Four hours east of El Paso, and already Los Angeles makes its mighty gravity felt.
It is midnight, and the I-10 is flooded with Californian Cars bearing
Californians westward, running with the rotation of the earth, back towards California.
The fault block mountains have a night vision glow of silver and black.
Silver cars, silver road, silver Californians in their casual clothes and immaculate silver cars with all-wheel drive,
side-impact airbags, silver snouted retrievers behind the pet-webbing that came
as part of the sport options package that is a mandatory for any active lifestyle that
includes opening a Pilates and yoga studio on Venice Beach.
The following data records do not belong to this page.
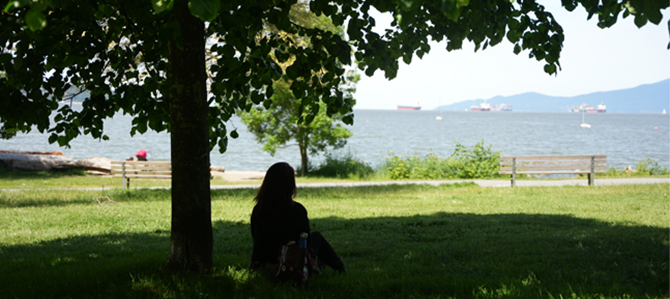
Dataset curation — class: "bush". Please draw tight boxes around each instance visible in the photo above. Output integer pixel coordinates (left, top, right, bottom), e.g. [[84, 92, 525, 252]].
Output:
[[635, 158, 670, 175], [384, 140, 500, 180], [308, 153, 375, 179]]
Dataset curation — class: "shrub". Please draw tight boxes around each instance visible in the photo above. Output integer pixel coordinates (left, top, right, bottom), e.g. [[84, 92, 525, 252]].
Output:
[[450, 139, 500, 179], [308, 153, 375, 179], [384, 140, 500, 179], [635, 158, 670, 175]]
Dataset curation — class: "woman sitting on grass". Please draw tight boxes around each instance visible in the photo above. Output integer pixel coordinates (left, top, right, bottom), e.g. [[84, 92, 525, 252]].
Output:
[[251, 162, 345, 273]]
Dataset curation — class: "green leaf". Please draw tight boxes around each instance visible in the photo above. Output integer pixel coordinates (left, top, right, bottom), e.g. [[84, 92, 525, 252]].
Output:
[[26, 7, 47, 31], [151, 0, 174, 13], [188, 0, 221, 22], [5, 0, 28, 12], [634, 15, 647, 28], [342, 114, 354, 126]]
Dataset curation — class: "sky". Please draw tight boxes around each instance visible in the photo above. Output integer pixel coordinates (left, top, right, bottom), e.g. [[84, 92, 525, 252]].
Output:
[[354, 0, 670, 110]]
The eighty-five mile-an-hour sand outside the driver's side window is silver, and it dusts
across The Great Ten like further silver night-vision pixels that are not pixles but
real, quartz and silica, as real as a thing that is three-quarters of the mass of the Earth's
crust can be.
Because the wind is blowing west towards California because the turning of
the earth is moving air masses and masses of silver cars under the
silver light of the Colorado desert where there is only rock and silver.
There is no stopping now.
There is only 89 cent gasoline burning under distant silver light in a car mass of California
cars that cannot stop until El Paso, four hours away, because there are no hotels, because
there is a bowl game, and because there are too many Californians,
and when you stretch us end-to-end in our cars with the cruise control on they form a ribbon
that reaches from El Paso to within four hours of the silver moon.